Common Mistakes People Make When Talking About AI Water Use
Comparing per-prompt numbers without checking what scope they include. A 0.26 mL figure and a 519 mL figure aren’t contradictory; they’re measuring different boundaries around the same underlying process.
Treating “consumption” and “withdrawal” as the same thing. Consumption means water that’s evaporated or otherwise removed from the local water cycle. Withdrawal includes water that’s used and then returned. Company disclosures don’t always specify which one they’re reporting, which makes apples-to-apples comparisons harder than they should be.
Assuming all data centres use the same cooling method. Evaporative cooling, air cooling, and liquid cooling have meaningfully different water profiles, and the right choice depends heavily on local climate and water availability, not a fixed industry standard.

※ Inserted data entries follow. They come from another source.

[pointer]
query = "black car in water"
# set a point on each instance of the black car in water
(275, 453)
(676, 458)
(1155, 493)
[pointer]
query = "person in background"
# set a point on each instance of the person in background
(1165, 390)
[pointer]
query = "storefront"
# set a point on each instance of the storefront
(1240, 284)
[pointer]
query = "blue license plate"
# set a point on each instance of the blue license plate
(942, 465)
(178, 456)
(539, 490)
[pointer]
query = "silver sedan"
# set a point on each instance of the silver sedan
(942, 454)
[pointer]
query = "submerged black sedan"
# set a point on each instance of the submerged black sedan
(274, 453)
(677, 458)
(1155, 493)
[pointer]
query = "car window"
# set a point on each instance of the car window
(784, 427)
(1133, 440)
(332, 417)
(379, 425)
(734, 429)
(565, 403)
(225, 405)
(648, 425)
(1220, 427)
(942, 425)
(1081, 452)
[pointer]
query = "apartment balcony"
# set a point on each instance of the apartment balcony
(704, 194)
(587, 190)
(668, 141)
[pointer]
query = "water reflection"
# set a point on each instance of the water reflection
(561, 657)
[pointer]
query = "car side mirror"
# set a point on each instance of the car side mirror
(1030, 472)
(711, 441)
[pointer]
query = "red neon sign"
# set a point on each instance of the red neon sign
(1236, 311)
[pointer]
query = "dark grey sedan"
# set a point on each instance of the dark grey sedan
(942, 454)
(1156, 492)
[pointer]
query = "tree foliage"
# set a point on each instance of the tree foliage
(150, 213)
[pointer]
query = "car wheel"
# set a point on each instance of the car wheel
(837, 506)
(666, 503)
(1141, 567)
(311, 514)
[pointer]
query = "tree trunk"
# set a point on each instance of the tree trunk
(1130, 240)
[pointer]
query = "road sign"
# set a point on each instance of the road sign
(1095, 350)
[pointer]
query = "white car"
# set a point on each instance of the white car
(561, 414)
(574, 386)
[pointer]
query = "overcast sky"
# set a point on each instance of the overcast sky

Ignoring the electricity-generation water cost entirely. Even air-cooled data centres that use minimal on-site water still draw electricity from power plants that often consume water themselves, particularly in regions relying on thermoelectric power generation.

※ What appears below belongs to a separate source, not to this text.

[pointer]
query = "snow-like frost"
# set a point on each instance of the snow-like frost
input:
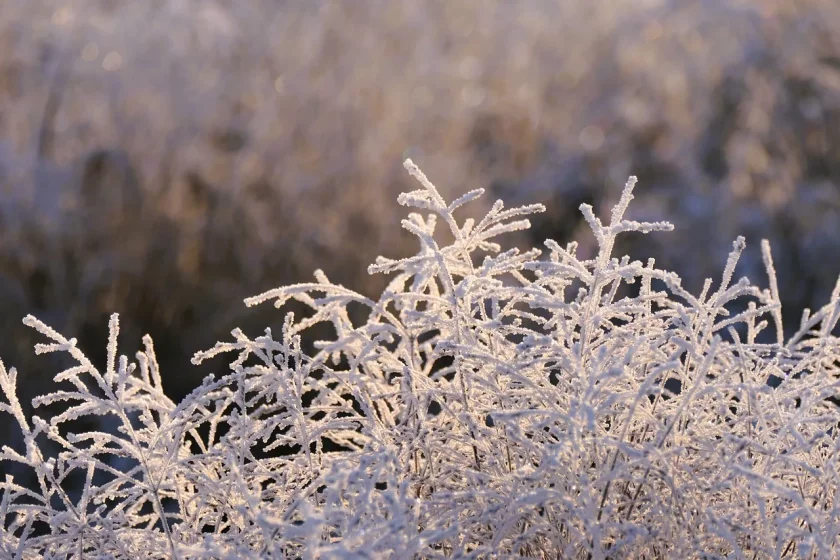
(492, 403)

Frequently Asked Questions
Why does AI use water?
AI uses water primarily to cool the data centres running the GPUs that process AI queries. Many facilities use evaporative cooling, which relies on water evaporation to remove heat, similar to how sweat cools the human body.

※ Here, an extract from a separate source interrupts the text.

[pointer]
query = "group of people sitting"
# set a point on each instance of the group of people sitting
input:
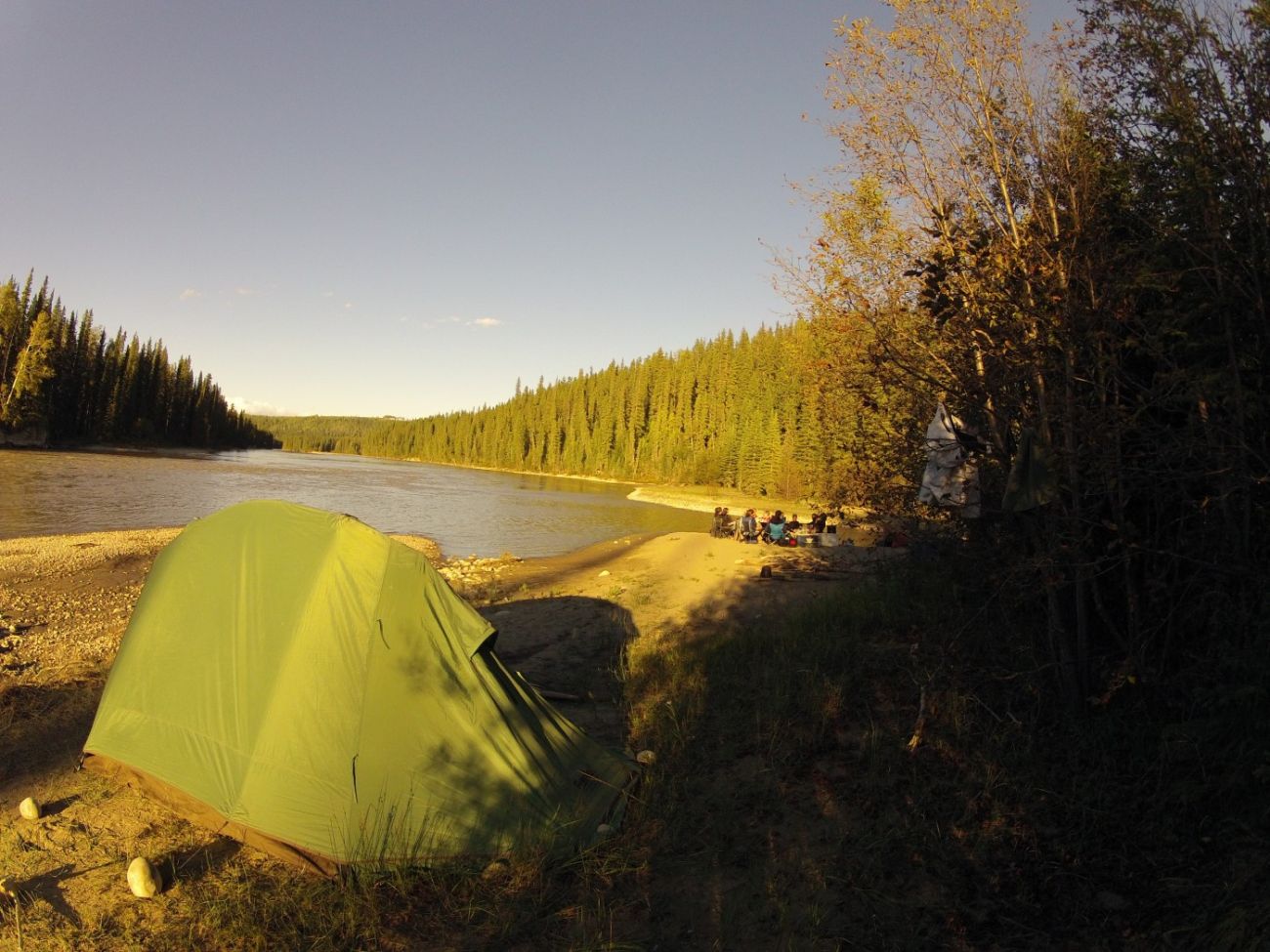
(773, 527)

How much water does AI use per prompt?
Estimates range from about 0.26 millilitres, Google’s 2025 on-site figure for a median Gemini prompt, up to roughly 519 millilitres for a 100-word response under a 2023 UC Riverside estimate that also includes electricity-generation water. A typical prompt likely falls in the low single-digit millilitres when both are counted together.
How much water is used for AI overall?
U.S. data centres directly consumed an estimated 17.4 billion gallons of water in 2023, according to Berkeley Lab, with roughly 211 billion gallons more consumed indirectly through electricity generation. That direct figure is projected to reach 38 to 73 billion gallons annually by 2028.
How does AI waste water?
The bigger concern isn’t inefficiency so much as location: about two-thirds of new U.S. data centres since 2022 have been built in water-stressed regions, and peak cooling demand can spike 6 to 30 times above the daily average, straining local water infrastructure even when the underlying cooling technology itself is reasonably efficient.
Does training an AI model use more water than everyday use?
Training is a large one-time cost, roughly 185,000 gallons for a GPT-3-scale model, but inference, the ongoing process of answering billions of daily user prompts, is now the larger and fastest-growing share of total AI water demand.
Can AI data centres avoid using water entirely?
Not entirely, but water-free or near-water-free designs using air cooling exist and are increasingly deployed in water-stressed regions. The trade-off is higher electricity consumption, which shifts the water cost to power generation instead of eliminating it outright.
For a broader look at how researchers measure water use across products and industries generally, Wikipedia’s entry on water footprint is a useful primer on the direct-versus-indirect measurement approach that shows up throughout this topic.
Conclusion
Why does AI use water? It’s because computing generates heat, and water remains one of the most efficient ways to remove that heat at scale. The “bottle of water per prompt” statistic isn’t a myth, but it’s also not the whole picture, since the real number depends heavily on which company, which cooling method, and which scope of water use you’re actually measuring.
The more meaningful story isn’t about any single prompt. It’s about where new data centres get built, which cooling method gets chosen for that specific location, and how transparent companies are willing to be about the tradeoffs. Those decisions, not any individual chatbot query, are what will determine whether AI’s water footprint becomes a genuine strain on American communities or a manageable cost of a technology that keeps scaling.